Parsing XML Files in SQL with Custom Aggregation Function

Parsing XML Files in SQL with Custom Aggregation Function

I was recently given a task to parse an XML file in SQL that contained the definition of an OBI RPD file, which had been exported using the biserverxmlgen command line utility. The purpose of this is for quick analysis of the RPD file and subsequent mapping of the data lineage.

I decided to use an external table so that the XML data can be presented to the database without the need of a load process in PL/SQL, and then use the XMLTABLE function to parse the data. This is fine, except the problem is that each line of the XML file appears as a single row in the external table. I would need to pass a CLOB data type containing the entire file contents to XMLTABLE for the XML to be parsed.

The LISTAGG function is not an option here, as it is limited by the size of VARCHAR2 in Oracle - the RPD XML file I am dealing with is 500KB in size. So after discussion with my colleague Petar Simic, I discovered a LISTAGG_CLOB function created by Connor McDonald which is (almost) perfect for my needs. The function works like LISTAGG but is capable of returning the results in a CLOB.   The original code by Connor can be found here.

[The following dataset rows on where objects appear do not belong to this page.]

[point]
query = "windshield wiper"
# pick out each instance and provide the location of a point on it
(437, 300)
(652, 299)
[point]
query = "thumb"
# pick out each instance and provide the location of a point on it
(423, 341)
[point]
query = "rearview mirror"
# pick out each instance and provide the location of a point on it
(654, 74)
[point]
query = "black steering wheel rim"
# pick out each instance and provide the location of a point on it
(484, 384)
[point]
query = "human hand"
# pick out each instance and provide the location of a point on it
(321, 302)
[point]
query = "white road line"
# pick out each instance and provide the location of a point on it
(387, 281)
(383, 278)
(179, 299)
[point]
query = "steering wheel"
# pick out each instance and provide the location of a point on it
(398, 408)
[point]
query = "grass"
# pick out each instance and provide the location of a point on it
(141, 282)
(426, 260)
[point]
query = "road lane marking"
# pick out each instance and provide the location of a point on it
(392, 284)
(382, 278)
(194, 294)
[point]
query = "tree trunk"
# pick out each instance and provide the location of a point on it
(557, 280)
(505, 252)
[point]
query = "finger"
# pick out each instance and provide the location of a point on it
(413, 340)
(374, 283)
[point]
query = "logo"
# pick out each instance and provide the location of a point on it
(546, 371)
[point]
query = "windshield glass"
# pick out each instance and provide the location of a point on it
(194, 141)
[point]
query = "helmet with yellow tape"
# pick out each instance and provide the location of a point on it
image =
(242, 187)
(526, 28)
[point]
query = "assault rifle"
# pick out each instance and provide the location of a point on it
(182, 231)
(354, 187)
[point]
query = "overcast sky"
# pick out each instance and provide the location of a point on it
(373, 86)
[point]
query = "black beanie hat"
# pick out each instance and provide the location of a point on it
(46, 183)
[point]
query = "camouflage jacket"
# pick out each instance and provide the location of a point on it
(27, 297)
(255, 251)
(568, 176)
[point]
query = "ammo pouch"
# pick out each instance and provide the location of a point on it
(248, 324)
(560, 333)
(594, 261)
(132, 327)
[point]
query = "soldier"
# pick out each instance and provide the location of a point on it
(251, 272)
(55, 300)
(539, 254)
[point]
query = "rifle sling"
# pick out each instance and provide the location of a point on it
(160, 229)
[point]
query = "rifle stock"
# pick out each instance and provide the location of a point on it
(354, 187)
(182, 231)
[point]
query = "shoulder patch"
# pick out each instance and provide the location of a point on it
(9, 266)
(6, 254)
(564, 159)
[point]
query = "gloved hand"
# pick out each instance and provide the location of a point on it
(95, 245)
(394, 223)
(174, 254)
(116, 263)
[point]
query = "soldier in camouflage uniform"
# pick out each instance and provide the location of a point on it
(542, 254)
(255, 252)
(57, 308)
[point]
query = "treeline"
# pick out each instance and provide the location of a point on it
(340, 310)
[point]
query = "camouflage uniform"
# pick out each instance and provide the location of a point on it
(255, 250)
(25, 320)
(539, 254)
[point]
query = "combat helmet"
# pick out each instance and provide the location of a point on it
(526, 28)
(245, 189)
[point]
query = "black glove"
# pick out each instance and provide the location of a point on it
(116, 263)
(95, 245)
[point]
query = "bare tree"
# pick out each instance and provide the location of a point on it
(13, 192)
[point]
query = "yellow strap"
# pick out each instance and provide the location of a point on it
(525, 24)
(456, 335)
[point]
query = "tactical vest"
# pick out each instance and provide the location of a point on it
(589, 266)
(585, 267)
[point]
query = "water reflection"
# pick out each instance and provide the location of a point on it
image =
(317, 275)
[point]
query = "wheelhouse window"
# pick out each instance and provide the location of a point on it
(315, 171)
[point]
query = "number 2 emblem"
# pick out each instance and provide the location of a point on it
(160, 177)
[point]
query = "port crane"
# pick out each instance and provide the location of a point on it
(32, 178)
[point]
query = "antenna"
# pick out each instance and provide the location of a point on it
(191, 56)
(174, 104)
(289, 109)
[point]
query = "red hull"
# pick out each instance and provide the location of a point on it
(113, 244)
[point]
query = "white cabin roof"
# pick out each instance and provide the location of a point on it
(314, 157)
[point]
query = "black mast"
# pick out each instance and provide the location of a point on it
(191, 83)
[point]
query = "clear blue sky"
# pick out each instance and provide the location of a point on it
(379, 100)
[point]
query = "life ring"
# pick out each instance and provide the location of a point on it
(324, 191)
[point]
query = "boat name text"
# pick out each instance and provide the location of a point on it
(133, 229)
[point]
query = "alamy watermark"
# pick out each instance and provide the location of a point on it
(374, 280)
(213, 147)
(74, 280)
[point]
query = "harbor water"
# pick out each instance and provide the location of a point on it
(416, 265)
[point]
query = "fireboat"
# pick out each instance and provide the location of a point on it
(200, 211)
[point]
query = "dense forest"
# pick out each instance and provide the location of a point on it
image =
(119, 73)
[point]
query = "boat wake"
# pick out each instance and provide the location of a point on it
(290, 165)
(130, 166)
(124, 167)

The code in LISTAGG_CLOB delimits each element in the listagg with a comma (,) by default, which is hard-coded in the function. I needed the element delimiter to be a space (or chr(10)) so that the XML would parse correctly. I had two options to work around this:

  1. Modify the function to hard-code a space as the delimiter character, or
  2. add an optional parameter to the function so the delimiter can be specified at run time, which defaults to a comma.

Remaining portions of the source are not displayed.